In summary there are three ways that movement, particularly lateral movement, may be used in a fight:
⁃The first is to defuse the power of the opponent—to keep him turning, to prevent him from setting his feet, to break off his combinations, and to deny him a target for his strikes, rushes or shots.
⁃The second is to numb an opponent to offence by turning him repeatedly, building up the anticipation of further movement, and making him follow onto attacks.
⁃The third is to create angles and offensive opportunities.
The first two options are relatively safe, it is when the lateral movement becomes an offensive weapon that things become dangerous. To move laterally quickly enough to utilize it mid-engagement and to full effect, one must be able to leave the stance and move quickly. Unfortunately the more a fighter moves his feet, the less time he spends in a stance and this is doubly dangerous if he is moving his feet all over the place in range of his opponent.

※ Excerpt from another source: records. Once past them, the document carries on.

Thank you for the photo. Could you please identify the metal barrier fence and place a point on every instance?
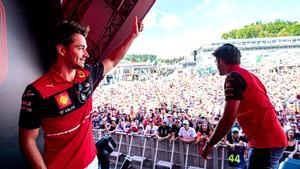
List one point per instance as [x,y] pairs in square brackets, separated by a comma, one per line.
[147,152]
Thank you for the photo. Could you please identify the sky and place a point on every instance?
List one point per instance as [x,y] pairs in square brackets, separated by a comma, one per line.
[174,28]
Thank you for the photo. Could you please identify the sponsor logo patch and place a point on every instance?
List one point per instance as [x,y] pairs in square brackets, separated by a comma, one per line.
[63,100]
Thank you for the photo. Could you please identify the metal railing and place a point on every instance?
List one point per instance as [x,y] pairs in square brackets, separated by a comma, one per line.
[148,152]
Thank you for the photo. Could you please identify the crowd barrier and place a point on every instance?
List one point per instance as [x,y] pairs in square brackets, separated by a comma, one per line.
[147,152]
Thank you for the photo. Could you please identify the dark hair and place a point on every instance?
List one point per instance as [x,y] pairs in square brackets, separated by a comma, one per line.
[229,53]
[63,33]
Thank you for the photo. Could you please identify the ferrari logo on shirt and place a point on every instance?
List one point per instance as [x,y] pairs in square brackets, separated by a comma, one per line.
[63,100]
[81,74]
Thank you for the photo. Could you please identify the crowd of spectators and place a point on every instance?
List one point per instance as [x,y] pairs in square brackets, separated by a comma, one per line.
[186,107]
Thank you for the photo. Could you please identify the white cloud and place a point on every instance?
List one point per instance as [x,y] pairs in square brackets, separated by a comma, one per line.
[169,47]
[272,17]
[198,8]
[151,20]
[168,21]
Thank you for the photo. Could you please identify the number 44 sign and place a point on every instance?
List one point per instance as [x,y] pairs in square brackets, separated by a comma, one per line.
[234,159]
[3,45]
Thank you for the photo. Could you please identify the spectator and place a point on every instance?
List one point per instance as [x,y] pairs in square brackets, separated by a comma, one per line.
[175,130]
[203,131]
[151,129]
[113,126]
[292,142]
[187,134]
[163,131]
[236,149]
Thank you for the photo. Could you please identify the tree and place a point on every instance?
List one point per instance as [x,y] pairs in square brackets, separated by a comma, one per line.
[260,30]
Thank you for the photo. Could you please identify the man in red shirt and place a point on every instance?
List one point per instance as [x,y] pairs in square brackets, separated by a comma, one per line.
[247,101]
[61,101]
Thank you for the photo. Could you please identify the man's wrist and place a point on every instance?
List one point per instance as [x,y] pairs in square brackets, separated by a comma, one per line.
[209,143]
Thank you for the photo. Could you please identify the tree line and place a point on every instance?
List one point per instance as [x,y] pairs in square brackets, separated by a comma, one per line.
[259,29]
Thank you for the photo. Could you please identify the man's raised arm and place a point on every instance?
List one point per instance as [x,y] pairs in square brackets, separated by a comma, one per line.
[118,53]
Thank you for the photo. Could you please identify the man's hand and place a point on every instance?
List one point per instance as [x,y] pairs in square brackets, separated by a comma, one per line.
[206,151]
[138,26]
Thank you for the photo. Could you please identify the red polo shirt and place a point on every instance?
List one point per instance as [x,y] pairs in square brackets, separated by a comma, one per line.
[257,115]
[63,110]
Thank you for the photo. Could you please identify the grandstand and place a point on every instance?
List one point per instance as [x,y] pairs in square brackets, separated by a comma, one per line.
[269,51]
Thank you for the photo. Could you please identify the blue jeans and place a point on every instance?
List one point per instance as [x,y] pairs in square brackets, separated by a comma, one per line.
[267,158]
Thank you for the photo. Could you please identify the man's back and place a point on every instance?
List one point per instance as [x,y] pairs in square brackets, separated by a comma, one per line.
[257,116]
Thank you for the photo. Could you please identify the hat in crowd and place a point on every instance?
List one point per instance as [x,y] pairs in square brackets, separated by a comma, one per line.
[185,122]
[234,129]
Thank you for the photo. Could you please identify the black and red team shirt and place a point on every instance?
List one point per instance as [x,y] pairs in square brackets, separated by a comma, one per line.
[256,114]
[63,110]
[234,86]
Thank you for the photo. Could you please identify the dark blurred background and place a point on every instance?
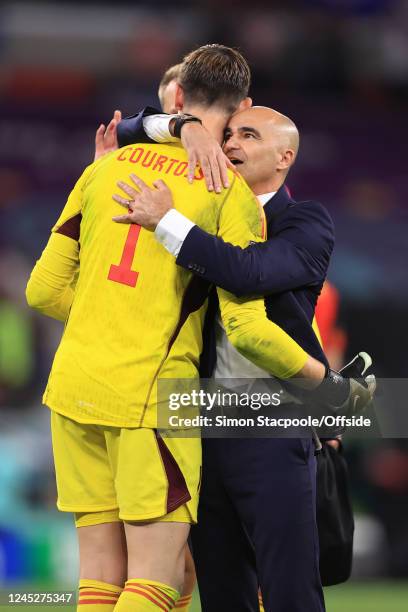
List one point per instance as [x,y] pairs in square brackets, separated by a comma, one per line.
[339,68]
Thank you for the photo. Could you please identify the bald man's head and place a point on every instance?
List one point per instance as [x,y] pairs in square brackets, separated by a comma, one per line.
[263,144]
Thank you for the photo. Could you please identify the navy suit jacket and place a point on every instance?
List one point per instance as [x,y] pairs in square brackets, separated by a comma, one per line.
[288,269]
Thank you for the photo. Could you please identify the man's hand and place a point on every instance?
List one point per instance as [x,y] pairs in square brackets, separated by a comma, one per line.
[203,149]
[362,388]
[146,206]
[106,139]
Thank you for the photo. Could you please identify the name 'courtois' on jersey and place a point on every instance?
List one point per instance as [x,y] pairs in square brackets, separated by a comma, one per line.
[132,315]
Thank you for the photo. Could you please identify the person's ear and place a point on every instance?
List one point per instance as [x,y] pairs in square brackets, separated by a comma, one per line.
[244,104]
[286,159]
[179,100]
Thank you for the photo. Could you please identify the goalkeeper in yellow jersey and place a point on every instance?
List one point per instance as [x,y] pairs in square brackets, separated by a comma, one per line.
[131,317]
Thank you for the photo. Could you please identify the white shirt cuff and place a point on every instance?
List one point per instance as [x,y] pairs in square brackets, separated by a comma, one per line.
[172,230]
[157,128]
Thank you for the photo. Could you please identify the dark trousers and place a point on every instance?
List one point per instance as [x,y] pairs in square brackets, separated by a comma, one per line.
[257,526]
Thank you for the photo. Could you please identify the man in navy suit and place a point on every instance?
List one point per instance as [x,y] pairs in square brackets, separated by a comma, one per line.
[257,522]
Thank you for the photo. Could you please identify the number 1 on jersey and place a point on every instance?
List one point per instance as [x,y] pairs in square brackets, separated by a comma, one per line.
[123,272]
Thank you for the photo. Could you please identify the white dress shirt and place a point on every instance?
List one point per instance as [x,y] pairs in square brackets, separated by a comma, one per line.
[171,232]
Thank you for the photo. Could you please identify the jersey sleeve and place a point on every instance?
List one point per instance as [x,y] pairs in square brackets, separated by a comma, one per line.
[50,288]
[246,324]
[73,206]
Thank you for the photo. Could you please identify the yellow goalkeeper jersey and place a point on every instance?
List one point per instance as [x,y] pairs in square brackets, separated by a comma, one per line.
[134,315]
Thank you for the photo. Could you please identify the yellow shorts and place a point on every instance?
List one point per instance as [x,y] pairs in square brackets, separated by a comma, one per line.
[129,474]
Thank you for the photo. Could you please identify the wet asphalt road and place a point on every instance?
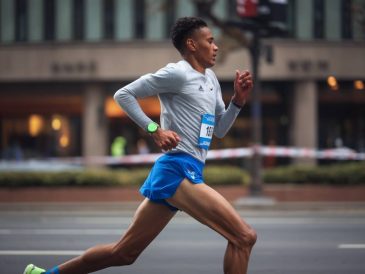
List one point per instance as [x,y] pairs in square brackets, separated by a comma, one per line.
[290,241]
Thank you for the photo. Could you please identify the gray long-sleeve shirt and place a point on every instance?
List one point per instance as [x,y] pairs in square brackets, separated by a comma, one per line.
[185,95]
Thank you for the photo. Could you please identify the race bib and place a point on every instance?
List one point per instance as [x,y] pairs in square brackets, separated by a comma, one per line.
[206,131]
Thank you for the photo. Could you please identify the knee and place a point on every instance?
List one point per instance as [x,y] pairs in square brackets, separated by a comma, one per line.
[246,238]
[121,257]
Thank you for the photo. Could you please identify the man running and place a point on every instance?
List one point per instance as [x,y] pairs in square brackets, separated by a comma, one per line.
[192,110]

T.J. Dillashaw, Dominick Cruz, and Demetrious Johnson have all been caught with punches or takedowns while both of their feet are underneath them or midway through a deep step rather than in a solid, braced stance. There is no pretending that these didn't happen and we must recognize that a method is just that—the way someone chooses to go about something. Nothing about this hyperactive movement or any other fighting method is perfect and while it denies the opponent some openings, and creates others for the fighter doing the moving this is still a sport where the best laid plans gang aft agley.
Getting clipped with your feet out of stance almost guarantees a knockdown, and sometimes—in the case of T.J. Dillashaw's loss to John Dodson, you won't be able to get back to stance quickly enough to recover.
It is an exciting time to be an MMA fan with so much experimentation and implementation of unfamiliar tactics happening. You can slap all the names you want on them, but there's nothing new under the sun and everything in this business is a continuation or a rediscovery of something done before—from the berimbolo to the shift. Applaud those who innovate, study those who came before, and get excited for Dominick Cruz versus T.J. Dillashaw which we will look at the specifics of here at Fightland on Wednesday.